A new phishing strategy has emerged, leveraging legitimate customer support platforms to pilfer sensitive user data. Cybercriminals have targeted LiveChat, a popular Software-as-a-Service (SaaS) tool for real-time customer interactions, to execute sophisticated phishing schemes.
LiveChat: The New Frontier for Phishing Attacks
This campaign marks a departure from traditional phishing techniques, embracing more personalized tactics that are difficult to identify. Unlike standard phishing emails that direct users to fake login sites, this method engages victims in a live chat environment, resembling authentic support sessions from well-known brands such as PayPal and Amazon.
Through cleverly crafted emails, victims are enticed with promises of refunds or order confirmations, leading them to links hosted on LiveChat’s domain, lc[.]chat.
Social Engineering Tactics in Phishing Emails
Research by Cofense unveiled this operation through an analysis of two distinct phishing emails, each adopting a unique lure and brand. One email impersonated PayPal, suggesting a $200 refund and prompting a click on a ‘View Transaction Details’ button. The other email, lacking an immediate brand reference, claimed a pending order requiring confirmation via a ‘View Update’ link.

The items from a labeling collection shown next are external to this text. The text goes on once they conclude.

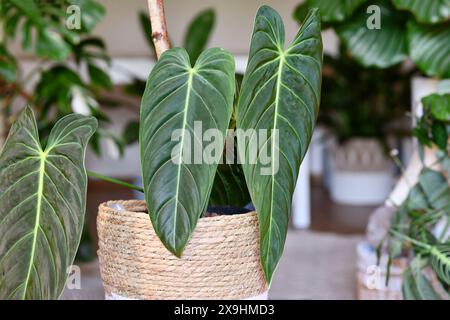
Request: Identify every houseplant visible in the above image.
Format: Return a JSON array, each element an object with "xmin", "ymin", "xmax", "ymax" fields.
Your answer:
[
  {"xmin": 0, "ymin": 1, "xmax": 322, "ymax": 298},
  {"xmin": 294, "ymin": 0, "xmax": 450, "ymax": 78},
  {"xmin": 123, "ymin": 9, "xmax": 216, "ymax": 144},
  {"xmin": 387, "ymin": 94, "xmax": 450, "ymax": 300},
  {"xmin": 0, "ymin": 107, "xmax": 97, "ymax": 299},
  {"xmin": 99, "ymin": 1, "xmax": 321, "ymax": 298},
  {"xmin": 358, "ymin": 93, "xmax": 450, "ymax": 299},
  {"xmin": 319, "ymin": 45, "xmax": 413, "ymax": 205}
]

Both emails exploited social engineering—one leveraging financial curiosity, the other urgency and vagueness to spur action. Upon clicking, users were redirected to LiveChat-hosted pages mimicking different brands, where they faced automated or scripted chat agents requesting personal data.
Layered Data Harvesting Techniques
The data extraction process was methodical and layered. In the Amazon variant, the chat agent sought the user’s email, phone number, birth date, and address under the guise of identity verification. The interaction’s unpolished language hinted at a human operator following a scripted routine.

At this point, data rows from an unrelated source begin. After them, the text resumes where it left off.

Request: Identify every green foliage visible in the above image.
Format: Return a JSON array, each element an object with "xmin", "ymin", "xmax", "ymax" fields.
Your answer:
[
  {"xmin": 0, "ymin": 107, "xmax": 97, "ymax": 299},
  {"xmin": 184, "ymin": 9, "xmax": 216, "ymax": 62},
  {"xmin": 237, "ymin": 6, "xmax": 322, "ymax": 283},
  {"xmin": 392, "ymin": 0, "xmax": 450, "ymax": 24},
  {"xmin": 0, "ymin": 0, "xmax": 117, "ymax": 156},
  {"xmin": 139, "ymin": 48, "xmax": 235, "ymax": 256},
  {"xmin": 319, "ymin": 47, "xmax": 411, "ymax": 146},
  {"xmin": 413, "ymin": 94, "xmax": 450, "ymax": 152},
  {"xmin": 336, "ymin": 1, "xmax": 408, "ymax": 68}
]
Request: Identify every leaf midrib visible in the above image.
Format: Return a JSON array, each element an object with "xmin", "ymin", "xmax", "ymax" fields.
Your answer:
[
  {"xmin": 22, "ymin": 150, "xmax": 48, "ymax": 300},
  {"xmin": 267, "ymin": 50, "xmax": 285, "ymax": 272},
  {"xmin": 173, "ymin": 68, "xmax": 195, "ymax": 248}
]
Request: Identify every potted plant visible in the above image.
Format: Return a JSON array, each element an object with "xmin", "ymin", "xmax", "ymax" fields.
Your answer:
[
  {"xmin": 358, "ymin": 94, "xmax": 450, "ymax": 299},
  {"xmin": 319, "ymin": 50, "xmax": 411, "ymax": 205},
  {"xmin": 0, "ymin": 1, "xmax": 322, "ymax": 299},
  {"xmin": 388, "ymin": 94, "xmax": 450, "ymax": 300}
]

As the conversation progressed, the agent deceived users into providing credit card information, reassuring them of confidentiality—a typical ploy to gain trust. The PayPal version diverted victims to a counterfeit login page, capturing credentials and multi-factor authentication (MFA) codes to bypass security protocols.

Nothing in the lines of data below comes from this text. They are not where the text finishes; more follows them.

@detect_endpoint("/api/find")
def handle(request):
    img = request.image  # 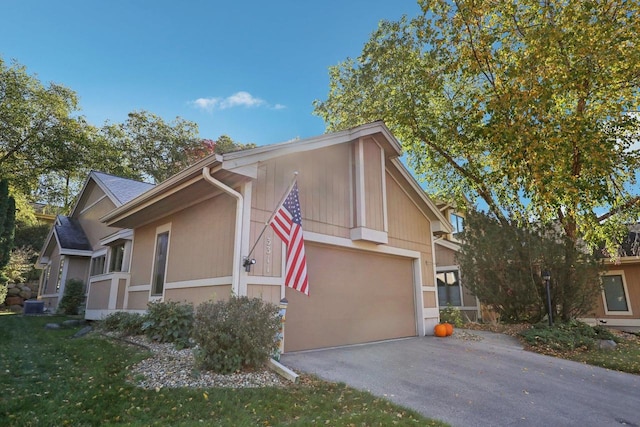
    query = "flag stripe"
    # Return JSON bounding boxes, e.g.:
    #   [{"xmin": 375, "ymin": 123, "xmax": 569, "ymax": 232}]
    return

Both phishing pages aimed to establish comprehensive identity and financial profiles, highlighting the need for vigilance.
Users and organizations should be skeptical of unsolicited emails concerning refunds or order verifications, especially those directing through chat links. Requests for MFA codes or financial details via chat interfaces are significant warning signs. Security teams must monitor traffic to lc[.]chat domains and block malicious URLs linked to these attacks.